Healing Processes
It’s been more than a little bit since I shared about food. For those of you who know me, you know that food is a large part of my life.
Good food.
Real food.
Simple food.
Organic food.
Ancestral food.
Homemade food.
I got into food because I was very ill, and learning about food — where it comes from, how it’s made, what all those mysterious additives and ingredients are — was, and still is, a large part of my healing p r o c e s s.
The shape of what that journey looks like has changed a lot. I used to be quite rigid about the principles and rules I’d so meticulously learned. They illuminated the path for me. I followed them like they were God’s eleventh commandment. And I needed to.
The journey began right after high school. It’s been a slow, raw unraveling — learning what works for me, but more than anything, learning how to l i s t e n to my body.
The soft, still, quiet body.
How to feel into her and please her.
Not withhold from her.
Not live by rigid rules because a diet, system, or protocol said so.
But there’s a paradox. I can only do this now because I first learned the rules. I followed them until they followed me. And when you really embody a set of foundations, something profound shifts.
You earn the right to bend them. Break them. And let them soften.
It’s a kind of alchemy.
When people ask me what to do to get better, it’s hard for me to give a short answer.
Your body is not mine.
Your rhythm, your timing, your lessons.
They’re sacred.
They’re yours.
Healing is a journey. One that requires your own unraveling, your own listening, your own remembering. I can offer reflections and practical advice, sure. But the deep answers are yours to find out.
To learn basic principles however, I like to refer people to Weston A. Price and Ray Peat.

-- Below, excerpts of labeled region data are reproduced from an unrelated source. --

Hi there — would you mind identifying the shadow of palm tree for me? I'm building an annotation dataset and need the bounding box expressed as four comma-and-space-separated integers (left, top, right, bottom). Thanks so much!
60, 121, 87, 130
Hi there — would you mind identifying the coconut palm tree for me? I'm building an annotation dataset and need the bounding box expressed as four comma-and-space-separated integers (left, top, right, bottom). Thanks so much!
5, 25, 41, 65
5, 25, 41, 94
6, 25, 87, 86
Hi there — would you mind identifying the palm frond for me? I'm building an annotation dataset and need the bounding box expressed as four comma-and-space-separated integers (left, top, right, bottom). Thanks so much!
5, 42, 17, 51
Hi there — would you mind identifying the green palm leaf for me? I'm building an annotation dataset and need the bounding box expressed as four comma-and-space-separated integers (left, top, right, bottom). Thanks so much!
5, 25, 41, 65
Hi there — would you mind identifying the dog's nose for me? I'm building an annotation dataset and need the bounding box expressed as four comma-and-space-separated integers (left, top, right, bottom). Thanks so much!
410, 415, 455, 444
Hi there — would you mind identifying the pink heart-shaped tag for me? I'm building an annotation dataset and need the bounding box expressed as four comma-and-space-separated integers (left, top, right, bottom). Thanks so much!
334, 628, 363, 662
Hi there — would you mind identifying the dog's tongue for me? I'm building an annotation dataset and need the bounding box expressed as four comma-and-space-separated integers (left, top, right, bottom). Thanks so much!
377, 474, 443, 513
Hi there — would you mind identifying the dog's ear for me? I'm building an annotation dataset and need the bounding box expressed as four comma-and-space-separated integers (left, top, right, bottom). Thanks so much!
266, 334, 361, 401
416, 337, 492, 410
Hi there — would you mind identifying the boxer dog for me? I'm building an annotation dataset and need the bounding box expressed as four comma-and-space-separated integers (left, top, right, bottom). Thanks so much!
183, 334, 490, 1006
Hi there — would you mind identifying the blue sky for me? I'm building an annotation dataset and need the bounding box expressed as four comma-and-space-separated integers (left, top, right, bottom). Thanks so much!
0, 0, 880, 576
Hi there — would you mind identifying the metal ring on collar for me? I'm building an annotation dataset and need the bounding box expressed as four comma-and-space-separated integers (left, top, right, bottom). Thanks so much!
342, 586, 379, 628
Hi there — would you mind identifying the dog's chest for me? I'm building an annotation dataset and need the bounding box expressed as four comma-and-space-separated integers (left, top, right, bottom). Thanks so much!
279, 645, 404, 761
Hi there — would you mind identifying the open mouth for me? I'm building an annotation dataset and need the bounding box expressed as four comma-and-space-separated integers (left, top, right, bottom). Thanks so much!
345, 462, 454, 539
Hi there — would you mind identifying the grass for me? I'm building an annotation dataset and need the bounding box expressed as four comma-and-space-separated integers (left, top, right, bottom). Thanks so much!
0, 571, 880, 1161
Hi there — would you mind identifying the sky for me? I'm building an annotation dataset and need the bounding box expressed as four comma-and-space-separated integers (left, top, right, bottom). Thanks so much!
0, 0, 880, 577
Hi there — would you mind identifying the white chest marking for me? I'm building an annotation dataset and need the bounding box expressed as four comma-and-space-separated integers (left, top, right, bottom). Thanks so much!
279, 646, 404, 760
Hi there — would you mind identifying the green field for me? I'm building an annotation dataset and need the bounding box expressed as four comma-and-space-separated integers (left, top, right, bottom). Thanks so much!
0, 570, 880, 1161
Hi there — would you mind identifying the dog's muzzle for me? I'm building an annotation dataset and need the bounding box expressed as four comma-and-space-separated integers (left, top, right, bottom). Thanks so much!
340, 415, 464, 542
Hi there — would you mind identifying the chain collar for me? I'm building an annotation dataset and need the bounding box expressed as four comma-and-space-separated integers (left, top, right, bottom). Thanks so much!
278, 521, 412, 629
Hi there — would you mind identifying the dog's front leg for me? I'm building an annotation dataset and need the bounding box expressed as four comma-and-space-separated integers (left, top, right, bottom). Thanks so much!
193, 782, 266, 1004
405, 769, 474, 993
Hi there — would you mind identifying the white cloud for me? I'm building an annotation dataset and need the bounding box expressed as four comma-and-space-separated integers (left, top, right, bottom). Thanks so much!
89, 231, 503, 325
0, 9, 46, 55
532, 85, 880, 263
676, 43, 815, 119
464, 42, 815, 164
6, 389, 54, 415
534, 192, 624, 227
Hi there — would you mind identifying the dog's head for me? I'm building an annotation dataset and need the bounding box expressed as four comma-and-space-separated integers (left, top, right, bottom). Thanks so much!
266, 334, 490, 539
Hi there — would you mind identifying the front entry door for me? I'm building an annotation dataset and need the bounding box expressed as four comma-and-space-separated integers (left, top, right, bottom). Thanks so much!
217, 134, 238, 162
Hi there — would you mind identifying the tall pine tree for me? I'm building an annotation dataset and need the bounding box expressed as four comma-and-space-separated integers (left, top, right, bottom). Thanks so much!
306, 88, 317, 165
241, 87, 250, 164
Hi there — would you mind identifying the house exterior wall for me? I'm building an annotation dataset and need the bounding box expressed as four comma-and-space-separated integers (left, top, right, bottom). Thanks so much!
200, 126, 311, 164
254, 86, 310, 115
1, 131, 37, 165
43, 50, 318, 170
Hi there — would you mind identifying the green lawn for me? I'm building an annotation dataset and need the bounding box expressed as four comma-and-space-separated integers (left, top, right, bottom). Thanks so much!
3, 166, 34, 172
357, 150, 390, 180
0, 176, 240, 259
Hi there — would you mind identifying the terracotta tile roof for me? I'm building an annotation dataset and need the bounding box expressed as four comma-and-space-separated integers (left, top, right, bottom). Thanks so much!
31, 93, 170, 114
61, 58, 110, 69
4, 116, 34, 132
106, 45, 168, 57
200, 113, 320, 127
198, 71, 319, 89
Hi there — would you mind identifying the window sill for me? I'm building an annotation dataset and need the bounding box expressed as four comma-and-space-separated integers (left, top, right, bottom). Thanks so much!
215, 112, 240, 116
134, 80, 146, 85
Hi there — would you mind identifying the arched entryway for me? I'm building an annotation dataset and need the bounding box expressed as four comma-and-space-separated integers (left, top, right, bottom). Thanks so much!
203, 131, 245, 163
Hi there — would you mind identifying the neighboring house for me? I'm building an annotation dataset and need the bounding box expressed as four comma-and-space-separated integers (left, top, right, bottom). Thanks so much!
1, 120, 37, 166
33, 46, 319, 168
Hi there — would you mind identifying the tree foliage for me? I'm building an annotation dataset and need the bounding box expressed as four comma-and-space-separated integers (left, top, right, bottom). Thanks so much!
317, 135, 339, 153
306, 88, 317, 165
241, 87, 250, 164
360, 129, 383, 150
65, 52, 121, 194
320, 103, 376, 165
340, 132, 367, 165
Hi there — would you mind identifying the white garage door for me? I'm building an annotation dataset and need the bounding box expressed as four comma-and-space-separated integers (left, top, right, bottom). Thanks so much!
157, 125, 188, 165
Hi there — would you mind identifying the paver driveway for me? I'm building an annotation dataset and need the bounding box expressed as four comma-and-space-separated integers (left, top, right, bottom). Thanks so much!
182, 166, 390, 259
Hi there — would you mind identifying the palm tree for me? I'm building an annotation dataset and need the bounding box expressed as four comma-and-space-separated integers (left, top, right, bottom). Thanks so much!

Still, no system is perfect. I don’t align with every idea either of these men taught. But they offer good starting points. Eventually, the real work is becoming a channel for Source to flow through you.
You heal you.
We’re living in a time of deep disconnection from what’s good. Most people don’t know how to eat because they’ve been misled. The lack of transparency in the industry is maddening. What’s marketed as organic or farm-to-table often isn’t. What’s deemed healthy often isn’t.
And ironically, what’s been demonized — butter, red meat, salt — is often what the body actually needs.
Food, my dear friends, is a parent.
Food is sacred.
The way we eat is an act of devotion.
It should never be a means to an end, or an end to a means.
The ultimate goal isn’t about your food or how you eat — it’s about living a full life and being a vessel for Light. And even that is an over-simplification.
Recent and Upcoming Things I’m Grateful For:
I recently graduated from my Reiki Master training with beloved elder-teacher, Libby Barnett. More than ever, I see with clarity how vital it is to become a clear channel for healing — to allow God’s Light flow through me and to rest in the mystery of that feeling.
A friend recently described me as “The most based and spiritual person I’ve ever met.” I liked that. I laughed at that.
I’m really excited to be attending and working at the Weston A. Price conference this coming weekend in Utah. It’s a gathering centered on food, farming, and the healing arts.
I’m living and working in Arizona for the winter!
That’s it for now. I’ll do my best to take photos and share reflections from the conference.
Until then,
take care of your vessel,
listen deeply,
and honor your own path.
Love Atara




I’ve been on a journey with food myself. I can really relate to this! Love your insights!